If you’ve ever wanted to see works of art hanging in the National Gallery of Art without having to leave the Pacific Northwest, now is your chance.
The Whatcom Museum in Bellingham opened a new exhibit this month, featuring French paintings on loan from the gallery, which is based in Washington, D.C.
The museum is one of ten selected to be a part of this year’s “Across the Nation” program, where the National Gallery loans out major works of art to be displayed in different cities.
The Whatcom Museum says it received three French masterworks on long-term loan that will be on view in a new exhibition called Verdant.
The exhibition opened Feb. 14.
The paintings are “The Battle of Love” by Paul Cézanne in 1880, “Still Life with Sleeping Woman” by Henri Matisse in 1940 and “Picking Flowers” by Auguste Renoir in 1875.

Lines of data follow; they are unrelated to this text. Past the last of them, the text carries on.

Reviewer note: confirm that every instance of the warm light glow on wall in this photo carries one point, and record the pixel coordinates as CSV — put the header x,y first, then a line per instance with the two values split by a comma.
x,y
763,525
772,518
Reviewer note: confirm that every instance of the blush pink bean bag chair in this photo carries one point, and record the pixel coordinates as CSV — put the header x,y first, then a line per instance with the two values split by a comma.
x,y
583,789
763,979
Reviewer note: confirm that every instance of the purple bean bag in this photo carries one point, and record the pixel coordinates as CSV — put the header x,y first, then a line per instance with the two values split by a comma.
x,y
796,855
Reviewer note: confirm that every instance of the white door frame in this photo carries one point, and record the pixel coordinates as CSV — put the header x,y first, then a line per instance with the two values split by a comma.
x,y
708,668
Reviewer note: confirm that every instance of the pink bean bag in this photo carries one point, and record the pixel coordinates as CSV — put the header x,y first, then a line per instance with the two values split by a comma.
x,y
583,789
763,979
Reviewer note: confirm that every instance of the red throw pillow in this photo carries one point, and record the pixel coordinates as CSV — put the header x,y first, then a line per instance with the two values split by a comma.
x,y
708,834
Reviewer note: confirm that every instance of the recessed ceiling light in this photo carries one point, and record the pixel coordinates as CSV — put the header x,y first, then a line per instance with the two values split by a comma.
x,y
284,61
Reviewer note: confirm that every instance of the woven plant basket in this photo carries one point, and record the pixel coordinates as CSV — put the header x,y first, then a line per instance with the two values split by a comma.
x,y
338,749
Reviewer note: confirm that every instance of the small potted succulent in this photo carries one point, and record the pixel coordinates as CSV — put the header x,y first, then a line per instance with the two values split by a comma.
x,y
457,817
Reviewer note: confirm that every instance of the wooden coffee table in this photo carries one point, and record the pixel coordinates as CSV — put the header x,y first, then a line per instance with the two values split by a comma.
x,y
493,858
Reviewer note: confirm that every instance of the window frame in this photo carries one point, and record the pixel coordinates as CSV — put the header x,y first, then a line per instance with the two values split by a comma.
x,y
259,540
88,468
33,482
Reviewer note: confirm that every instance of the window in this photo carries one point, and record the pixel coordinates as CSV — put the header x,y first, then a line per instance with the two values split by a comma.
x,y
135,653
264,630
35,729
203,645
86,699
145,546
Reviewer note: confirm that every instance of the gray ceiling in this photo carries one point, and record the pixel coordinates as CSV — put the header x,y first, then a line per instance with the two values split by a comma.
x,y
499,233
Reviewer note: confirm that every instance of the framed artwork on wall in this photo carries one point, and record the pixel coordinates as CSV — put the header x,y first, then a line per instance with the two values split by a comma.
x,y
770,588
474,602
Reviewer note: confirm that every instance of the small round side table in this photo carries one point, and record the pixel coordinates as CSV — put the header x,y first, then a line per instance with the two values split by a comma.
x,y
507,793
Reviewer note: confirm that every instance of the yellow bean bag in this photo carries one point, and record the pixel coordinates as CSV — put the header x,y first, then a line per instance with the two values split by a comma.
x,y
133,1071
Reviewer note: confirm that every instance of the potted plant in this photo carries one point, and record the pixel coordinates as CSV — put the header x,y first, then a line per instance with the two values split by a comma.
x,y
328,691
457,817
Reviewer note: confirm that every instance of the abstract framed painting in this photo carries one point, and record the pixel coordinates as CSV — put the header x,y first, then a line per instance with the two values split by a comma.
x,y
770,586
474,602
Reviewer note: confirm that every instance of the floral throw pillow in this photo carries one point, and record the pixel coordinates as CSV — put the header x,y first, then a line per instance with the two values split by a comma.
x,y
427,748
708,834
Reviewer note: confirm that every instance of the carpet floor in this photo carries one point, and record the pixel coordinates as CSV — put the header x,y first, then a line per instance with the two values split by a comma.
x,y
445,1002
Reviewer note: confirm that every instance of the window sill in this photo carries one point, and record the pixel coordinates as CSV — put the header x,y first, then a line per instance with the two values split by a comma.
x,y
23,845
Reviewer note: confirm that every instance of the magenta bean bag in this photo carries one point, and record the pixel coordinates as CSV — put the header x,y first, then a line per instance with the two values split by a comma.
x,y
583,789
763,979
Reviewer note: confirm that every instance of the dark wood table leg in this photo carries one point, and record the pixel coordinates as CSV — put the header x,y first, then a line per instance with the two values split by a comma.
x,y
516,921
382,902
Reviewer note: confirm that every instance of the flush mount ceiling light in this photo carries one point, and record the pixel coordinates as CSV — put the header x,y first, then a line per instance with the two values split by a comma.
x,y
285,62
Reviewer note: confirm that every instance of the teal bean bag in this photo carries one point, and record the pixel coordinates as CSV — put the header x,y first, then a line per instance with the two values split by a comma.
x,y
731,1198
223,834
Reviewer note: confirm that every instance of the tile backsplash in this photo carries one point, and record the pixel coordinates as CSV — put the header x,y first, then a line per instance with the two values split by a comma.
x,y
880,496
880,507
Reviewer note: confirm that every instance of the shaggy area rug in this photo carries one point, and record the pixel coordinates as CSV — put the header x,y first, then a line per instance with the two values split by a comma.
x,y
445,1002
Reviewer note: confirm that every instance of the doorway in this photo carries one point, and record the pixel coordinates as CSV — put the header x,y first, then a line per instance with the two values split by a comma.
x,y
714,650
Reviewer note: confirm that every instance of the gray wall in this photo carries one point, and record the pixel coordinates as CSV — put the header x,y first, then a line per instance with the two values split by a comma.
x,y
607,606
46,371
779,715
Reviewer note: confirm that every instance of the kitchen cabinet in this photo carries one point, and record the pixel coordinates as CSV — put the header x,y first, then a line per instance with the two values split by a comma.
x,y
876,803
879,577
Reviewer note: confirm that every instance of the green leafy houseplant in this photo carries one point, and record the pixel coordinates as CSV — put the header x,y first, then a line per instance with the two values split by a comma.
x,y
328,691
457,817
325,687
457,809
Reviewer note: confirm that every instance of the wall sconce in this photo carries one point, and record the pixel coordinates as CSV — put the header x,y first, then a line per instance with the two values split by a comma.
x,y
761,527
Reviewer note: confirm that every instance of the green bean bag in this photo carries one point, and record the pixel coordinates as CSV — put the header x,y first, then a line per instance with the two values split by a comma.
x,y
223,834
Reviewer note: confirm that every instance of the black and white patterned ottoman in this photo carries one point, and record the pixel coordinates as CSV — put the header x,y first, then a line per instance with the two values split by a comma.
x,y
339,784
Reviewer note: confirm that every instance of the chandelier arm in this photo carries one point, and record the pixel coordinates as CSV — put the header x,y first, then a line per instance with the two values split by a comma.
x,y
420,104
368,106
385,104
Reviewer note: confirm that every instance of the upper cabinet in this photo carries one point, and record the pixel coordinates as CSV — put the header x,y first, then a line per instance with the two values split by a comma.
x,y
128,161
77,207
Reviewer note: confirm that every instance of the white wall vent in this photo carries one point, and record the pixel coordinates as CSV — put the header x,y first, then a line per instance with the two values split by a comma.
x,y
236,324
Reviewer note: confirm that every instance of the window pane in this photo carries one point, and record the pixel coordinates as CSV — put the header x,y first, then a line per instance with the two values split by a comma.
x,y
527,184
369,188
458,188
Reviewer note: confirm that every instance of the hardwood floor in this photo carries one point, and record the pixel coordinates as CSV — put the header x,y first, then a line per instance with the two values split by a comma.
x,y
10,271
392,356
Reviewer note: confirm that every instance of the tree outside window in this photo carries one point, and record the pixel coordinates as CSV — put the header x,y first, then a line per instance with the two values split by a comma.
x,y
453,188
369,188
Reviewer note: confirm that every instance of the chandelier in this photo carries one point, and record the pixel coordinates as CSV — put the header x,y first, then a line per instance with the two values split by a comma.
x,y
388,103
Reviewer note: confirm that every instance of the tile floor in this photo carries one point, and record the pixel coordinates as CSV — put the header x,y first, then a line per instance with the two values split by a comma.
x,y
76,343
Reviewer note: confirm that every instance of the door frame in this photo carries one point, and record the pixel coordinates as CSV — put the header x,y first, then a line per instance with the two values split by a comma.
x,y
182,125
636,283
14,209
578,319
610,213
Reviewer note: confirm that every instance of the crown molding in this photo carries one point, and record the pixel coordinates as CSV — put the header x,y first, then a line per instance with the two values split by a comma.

“In the Pacific Northwest, it is a rare opportunity to experience movement-defining paintings such as these that shifted the paradigm in pictorial representation in the late 19th and early 20th centuries,” said Whatcom Museum Chief Curator Amy Chaloupka in a news release. “Radical in their day, Renoir, Cézanne, and Matisse expanded the ways artists could envision the world, with ripple effects that extended across generations and to the artists well known in our region.”
The exhibit will be open through 2026 in the museum’s Lightcatcher Building.
The Whatcom Museum says it has added new program to provide free museum admission for students in grades K-12.